Max and Maria's marriage collapses after the revelation that Max is not Danny's father, but Tim Duncan who Maria had a one-night stand with. Danny is initially unaware of the revelation. When Maria prepares to leave for Hong Kong with new partner Richard Morrison (Peter Flett), Danny refuses to go with them and remains in Erinsborough. Danny then leaves school to become a junior teller at the Pacific Bank. Danny overhears a conversation between Max and his French teacher, Kate Drew, and learns that Max is not his father. Danny and Max then work things out with Max assuring that he loves him as his own son. Danny falls for Marcie (Erif Perkins), a fellow employee and tries to impress her and works for Clive Gibbons (Geoff Paine) as a gorilla-gram. This proves to be in vain as Marcie rejects Danny. Danny's job causes further problems when it raises the ire of Max who dislikes Clive and when Danny is mistaken for a bank robber and arrested. The misunderstanding is eventually cleared up and Danny is freed. After learning Max and Maria have reunited in Queensland, Danny, deciding he has nothing left in Ramsay Street decides to get a transfer to a branch of the bank up north and leaves. Nearly twenty years later, he appears in Annalise Hartman's documentary about Ramsay Street.

==Reception==
While reviewing the series early episodes, Jacqueline Lee Lewes of The Sydney Morning Herald said the younger cast members who "deserve a mention" were Clencie, Smith, Dennis, Perkins and O'Brien, adding that they are "obviously going to be worth keeping an eye on." Debra Jopson from the same newspaper branded Danny "the soppy son who can't impress macho Dad, no matter how hard he tries".

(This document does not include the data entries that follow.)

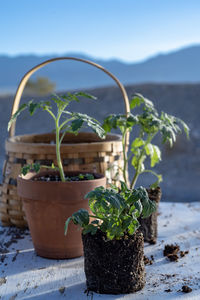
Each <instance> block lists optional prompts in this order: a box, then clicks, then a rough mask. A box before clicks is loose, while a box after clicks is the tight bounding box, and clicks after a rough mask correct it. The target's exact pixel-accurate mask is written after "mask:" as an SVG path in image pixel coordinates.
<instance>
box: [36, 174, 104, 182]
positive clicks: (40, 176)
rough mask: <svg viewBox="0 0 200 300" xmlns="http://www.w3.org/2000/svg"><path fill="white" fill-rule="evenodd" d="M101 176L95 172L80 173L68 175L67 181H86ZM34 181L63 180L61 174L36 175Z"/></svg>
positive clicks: (48, 180)
mask: <svg viewBox="0 0 200 300" xmlns="http://www.w3.org/2000/svg"><path fill="white" fill-rule="evenodd" d="M97 178H99V177H96V176H95V174H91V173H87V174H79V175H77V176H70V175H69V176H66V177H65V180H66V181H69V182H70V181H85V180H93V179H97ZM33 180H34V181H47V182H48V181H61V178H60V175H50V174H48V175H45V176H40V177H34V178H33Z"/></svg>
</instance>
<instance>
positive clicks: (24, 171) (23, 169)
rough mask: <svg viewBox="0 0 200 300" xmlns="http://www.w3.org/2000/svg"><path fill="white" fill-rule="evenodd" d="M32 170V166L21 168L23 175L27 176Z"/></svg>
mask: <svg viewBox="0 0 200 300" xmlns="http://www.w3.org/2000/svg"><path fill="white" fill-rule="evenodd" d="M30 169H31V165H25V166H23V167H22V168H21V173H22V174H23V175H24V176H25V175H26V174H27V173H28V172H29V171H30Z"/></svg>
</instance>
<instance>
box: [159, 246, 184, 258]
mask: <svg viewBox="0 0 200 300" xmlns="http://www.w3.org/2000/svg"><path fill="white" fill-rule="evenodd" d="M188 253H189V251H188V250H187V251H180V246H179V245H177V244H174V245H173V244H171V245H165V248H164V250H163V255H164V256H166V257H167V258H169V260H170V261H178V260H179V258H181V257H184V256H185V255H186V254H188Z"/></svg>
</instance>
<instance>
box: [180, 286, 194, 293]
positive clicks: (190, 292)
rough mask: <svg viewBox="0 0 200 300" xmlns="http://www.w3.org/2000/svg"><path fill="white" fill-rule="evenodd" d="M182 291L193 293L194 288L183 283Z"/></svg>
mask: <svg viewBox="0 0 200 300" xmlns="http://www.w3.org/2000/svg"><path fill="white" fill-rule="evenodd" d="M182 292H183V293H191V292H192V289H191V288H190V287H189V286H187V285H183V286H182Z"/></svg>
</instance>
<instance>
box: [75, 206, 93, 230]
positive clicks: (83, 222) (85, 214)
mask: <svg viewBox="0 0 200 300" xmlns="http://www.w3.org/2000/svg"><path fill="white" fill-rule="evenodd" d="M72 221H73V222H74V224H75V225H80V226H81V227H84V226H86V225H88V224H89V213H88V211H87V210H86V209H83V208H82V209H79V210H78V211H77V212H75V213H74V214H73V215H72Z"/></svg>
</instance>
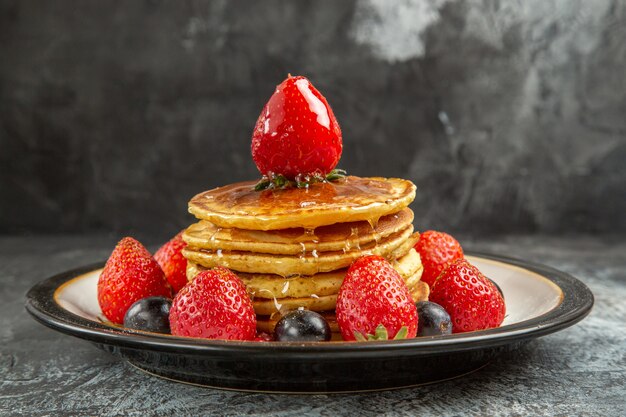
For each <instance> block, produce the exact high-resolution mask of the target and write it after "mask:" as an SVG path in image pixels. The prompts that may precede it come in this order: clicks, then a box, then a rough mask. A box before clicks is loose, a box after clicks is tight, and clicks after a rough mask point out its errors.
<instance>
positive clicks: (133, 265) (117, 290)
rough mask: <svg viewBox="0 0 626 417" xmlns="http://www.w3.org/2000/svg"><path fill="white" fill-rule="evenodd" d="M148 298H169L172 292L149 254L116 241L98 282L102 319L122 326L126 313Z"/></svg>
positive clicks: (123, 239) (128, 238)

Ruth Deller of television website Lowculture gave Danny a 2 out of 5 for his contribution to Neighbours, during a feature called "A guide to recognising your Ramsays and Robinsons". She said "Danny was one of the original cast of Neighbours, although he didn't stay in the show for very long. He had an ongoing rivalry with brother Shane, and was good mates with Scott Robinson, but his only real storylines of note were the revelations over his paternity, and a stint working for Dr Clive Gibbons as a gorilla-o-gram".

In her book "Soap opera", Dorothy Hobson describes Danny and his family as "more working class than other characters", also stating: "They had working-class jobs but were not represented as cloth cap wearing or dowdy, they were bright and modern and representative of a vibrant and working population."